Lamezia Terme - Sulla vicenda della concessione gratuita dei libri per la scuola primaria solo a determinate famiglie, interviene anche il Collettivo Ri-Scossa Studentesca che commenta così la decisione dell’Amministrazione: “L’ennesima mazzata al diritto all’istruzione questa volta arriva dal Comune di Lamezia Terme che, con una nota stampa, ha comunicato che dal prossimo anno scolastico i libri della scuola primaria saranno garantiti solo alle famiglie che non superano il reddito ISEE di 4000 euro, facendo dunque venire meno il diritto ad una scuola dell'obbligo gratuita per tutti in quanto tale soglia escluderà dal beneficio gran parte delle famiglie con difficoltà economiche".

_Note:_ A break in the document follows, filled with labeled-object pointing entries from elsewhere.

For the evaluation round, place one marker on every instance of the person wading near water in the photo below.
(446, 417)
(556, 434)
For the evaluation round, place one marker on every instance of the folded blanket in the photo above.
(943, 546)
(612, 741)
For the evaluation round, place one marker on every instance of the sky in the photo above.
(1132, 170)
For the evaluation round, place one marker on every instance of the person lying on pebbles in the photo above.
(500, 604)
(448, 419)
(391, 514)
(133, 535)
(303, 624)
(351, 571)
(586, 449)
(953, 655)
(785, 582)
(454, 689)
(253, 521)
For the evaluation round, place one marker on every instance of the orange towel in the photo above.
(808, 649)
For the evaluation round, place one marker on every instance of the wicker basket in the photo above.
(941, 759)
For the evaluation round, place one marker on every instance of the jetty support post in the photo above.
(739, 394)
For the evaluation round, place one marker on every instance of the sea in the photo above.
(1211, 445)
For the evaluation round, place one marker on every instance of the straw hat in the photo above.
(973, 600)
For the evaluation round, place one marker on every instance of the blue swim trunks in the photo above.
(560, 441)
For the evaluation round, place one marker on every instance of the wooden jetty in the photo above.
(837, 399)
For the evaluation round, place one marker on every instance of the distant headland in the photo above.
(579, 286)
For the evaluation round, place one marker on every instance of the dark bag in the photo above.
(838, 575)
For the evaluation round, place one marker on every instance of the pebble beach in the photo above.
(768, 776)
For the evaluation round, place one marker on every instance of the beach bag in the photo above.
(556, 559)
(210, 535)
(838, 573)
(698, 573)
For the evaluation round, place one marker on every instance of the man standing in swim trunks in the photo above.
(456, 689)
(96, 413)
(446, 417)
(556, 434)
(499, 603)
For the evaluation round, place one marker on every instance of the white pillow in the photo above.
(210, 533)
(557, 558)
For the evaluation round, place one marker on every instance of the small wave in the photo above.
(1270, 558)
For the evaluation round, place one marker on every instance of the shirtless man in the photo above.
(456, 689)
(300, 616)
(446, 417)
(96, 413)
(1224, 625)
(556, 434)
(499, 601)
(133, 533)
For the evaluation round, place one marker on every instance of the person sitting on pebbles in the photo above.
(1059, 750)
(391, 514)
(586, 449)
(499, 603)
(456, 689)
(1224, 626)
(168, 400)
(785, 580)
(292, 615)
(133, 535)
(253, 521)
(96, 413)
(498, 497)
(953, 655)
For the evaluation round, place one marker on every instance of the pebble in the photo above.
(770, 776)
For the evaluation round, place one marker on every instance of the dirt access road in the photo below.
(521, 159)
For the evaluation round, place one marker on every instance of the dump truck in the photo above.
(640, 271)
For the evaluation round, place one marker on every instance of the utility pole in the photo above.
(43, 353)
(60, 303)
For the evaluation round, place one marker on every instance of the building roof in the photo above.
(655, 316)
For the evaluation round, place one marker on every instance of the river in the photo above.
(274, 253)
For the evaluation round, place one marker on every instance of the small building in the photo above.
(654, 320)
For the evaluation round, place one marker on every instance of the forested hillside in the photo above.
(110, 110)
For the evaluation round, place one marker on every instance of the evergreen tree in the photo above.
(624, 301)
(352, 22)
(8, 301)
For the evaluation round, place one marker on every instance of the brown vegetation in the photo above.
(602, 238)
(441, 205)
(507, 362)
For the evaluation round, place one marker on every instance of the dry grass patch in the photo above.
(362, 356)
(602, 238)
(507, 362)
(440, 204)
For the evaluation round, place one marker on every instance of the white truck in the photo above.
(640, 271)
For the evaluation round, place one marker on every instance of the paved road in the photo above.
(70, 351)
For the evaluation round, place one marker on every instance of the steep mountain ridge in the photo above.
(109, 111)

"Contemporaneamente- aggiunge il Collettivo - il governo sta portando avanti una nuova riforma della scuola che prevede, tre le altre cose, l’aumento delle ore lavorative degli insegnanti con conseguenti tagli al personale docente, la cancellazione delle graduatorie d’istituto con la conseguente eliminazione dei docenti precari, l’ingresso dei privati nelle scuole, il rafforzamento delle prove INVALSI come strumento di valutazione, ampi poteri discrezionali ai dirigenti scolastici”.
“A tutto questo - proseguono - vanno poi aggiunti i continui aumenti dei prezzi dei libri delle scuole medie e superiori e dei biglietti dei trasporti pubblici. Occorre quindi che l’amministrazione comunale rivaluti i parametri di assegnazione delle cedole librarie per garantire al maggior numero possibile di famiglie il beneficio dei libri che, proprio perché si tratta di scuola dell’obbligo, devono essere necessariamente gratuiti. Allo stesso tempo - concludono - bisogna vigilare sulla nuova riforma della scuola e preparasi ad un nuovo autunno di lotta che avrà nuovamente gli studenti come protagonisti”.